Bandwidth latency is the round trip time that a packet of data takes to get from one place on the Internet to another. The Internet has come a long way from the days of the World Wide Wait. But if I "ping" Google from my unduly fast 50Mbps fiber connection today, I get about a 70 millisecond (ms) delay. And that ICMP packet (the "ping") is really a best-case communication scenario. A 64K TCP/IP window with protocol overhead, which is the plumbing that most of your business usage will be riding, can be much worse. Now hold on to your seats. At that 70+ms latency, my maximum throughput is barely 5Mbps.

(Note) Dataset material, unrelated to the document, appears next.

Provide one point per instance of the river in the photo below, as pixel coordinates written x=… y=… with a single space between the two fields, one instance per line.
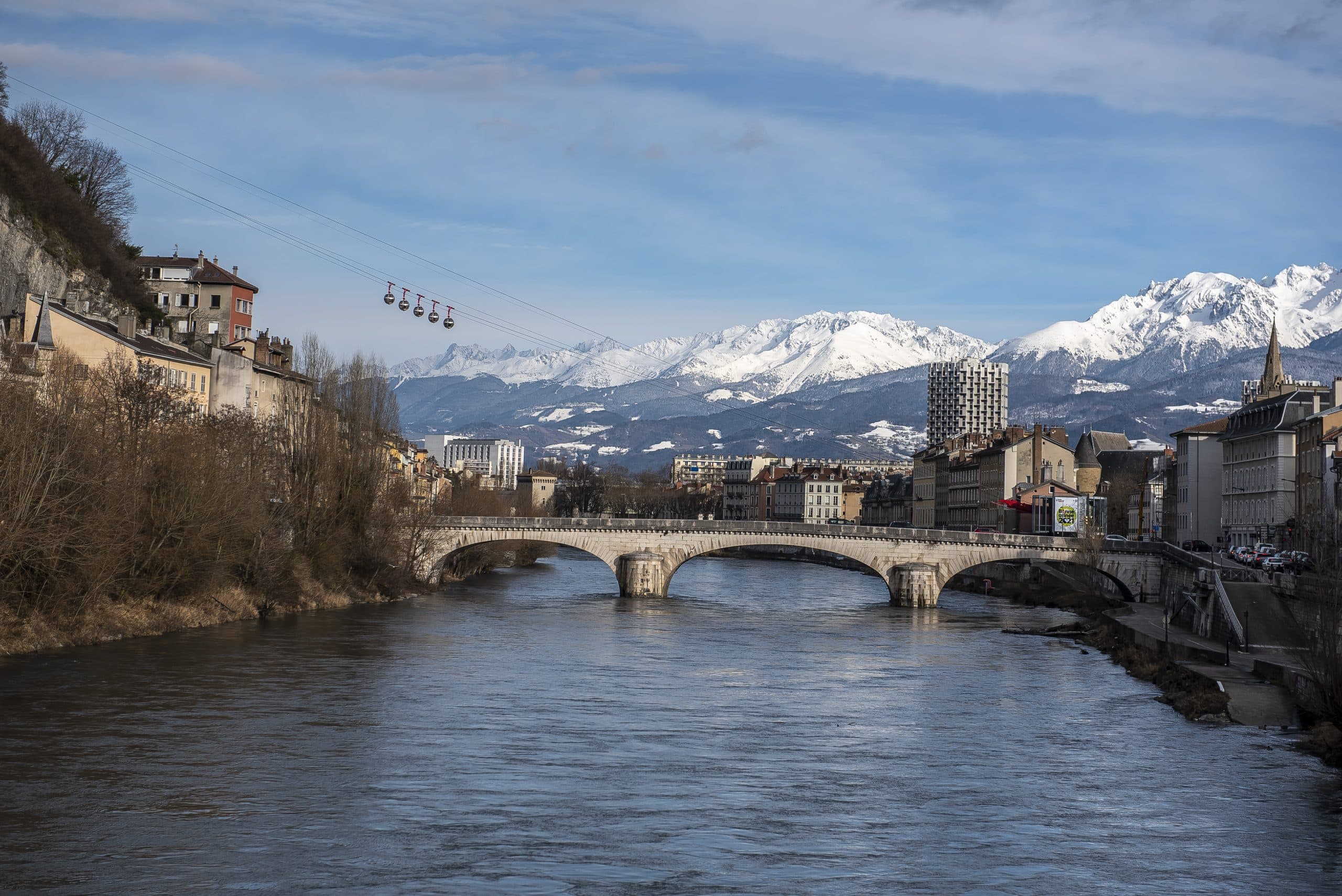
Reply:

Translated into non-geek: In real life, I can only use about 1/10th of that 50Mbps fat pipe I'm paying good money for to reach Google!

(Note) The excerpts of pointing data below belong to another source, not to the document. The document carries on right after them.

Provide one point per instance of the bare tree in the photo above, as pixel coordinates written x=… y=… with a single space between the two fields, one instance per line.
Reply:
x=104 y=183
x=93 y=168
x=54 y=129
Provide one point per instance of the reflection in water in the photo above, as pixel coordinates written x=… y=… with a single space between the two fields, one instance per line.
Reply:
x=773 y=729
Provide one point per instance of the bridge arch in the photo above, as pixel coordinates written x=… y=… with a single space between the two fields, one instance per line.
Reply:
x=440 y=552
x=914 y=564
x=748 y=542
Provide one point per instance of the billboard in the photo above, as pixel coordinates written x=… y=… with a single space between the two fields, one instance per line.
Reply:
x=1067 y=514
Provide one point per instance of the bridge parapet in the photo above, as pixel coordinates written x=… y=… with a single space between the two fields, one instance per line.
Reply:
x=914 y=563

By the time your latency reaches 275 ms, you max out at the speed of a lowly T-1 line (1.5 Mbps), no matter what. Let me say this again. At 275ms to any given resource, there is no difference between a $20/month DSL line and a $20,000/month metropolitan area network connection. Looking at it another way, if you want your goods on the Internet to feel like they are in the next room at your office, you need less than 4ms latency to them -- a mere fantasy today.
On 11/11/2009, Google announced an 8-fold price drop in its Picasa service, allowing you to store up to a whopping 16 terabytes (tb) of data online for short cash. A slew of third party apps that allow useful access to Picasa make this an exciting cloud proposition. Until you realize that even if your latency to Picasa is a favorable 50ms, it will take you at least 4,000 hours to upload your 16tb, no matter what your connection speed. Good luck with that.
Bottom line, the fat affordable pipe utopia will be realized soon enough, but that pipe won't be able to deliver on its advertised speed. Making more bandwidth is easy; making latency go away is very hard. The tipping point technologies to mitigate latency are going to be compression, caching like Akamai, application acceleration like Citrix, and several others.
Therefore, a more useful way of thinking about the adoption of cloud computing for small business is that it will follow the shifting energy source model. No single renewable energy source is efficient and plentiful enough to replace fossil fuels on its own. We may be using a hybrid combination of wind, solar, hydrogen, Ethanol and whatever-else-works during the transition. Similarly, as some of the technologies named above mature asymmetrically, together with higher bandwidth availability, small businesses will be shifting more and more business functions to the cloud over time in a hybrid fashion. The Big Move has already started, but it won't be finished quickly. Until then, you might want to do something about those dust bunnies in your computer closet.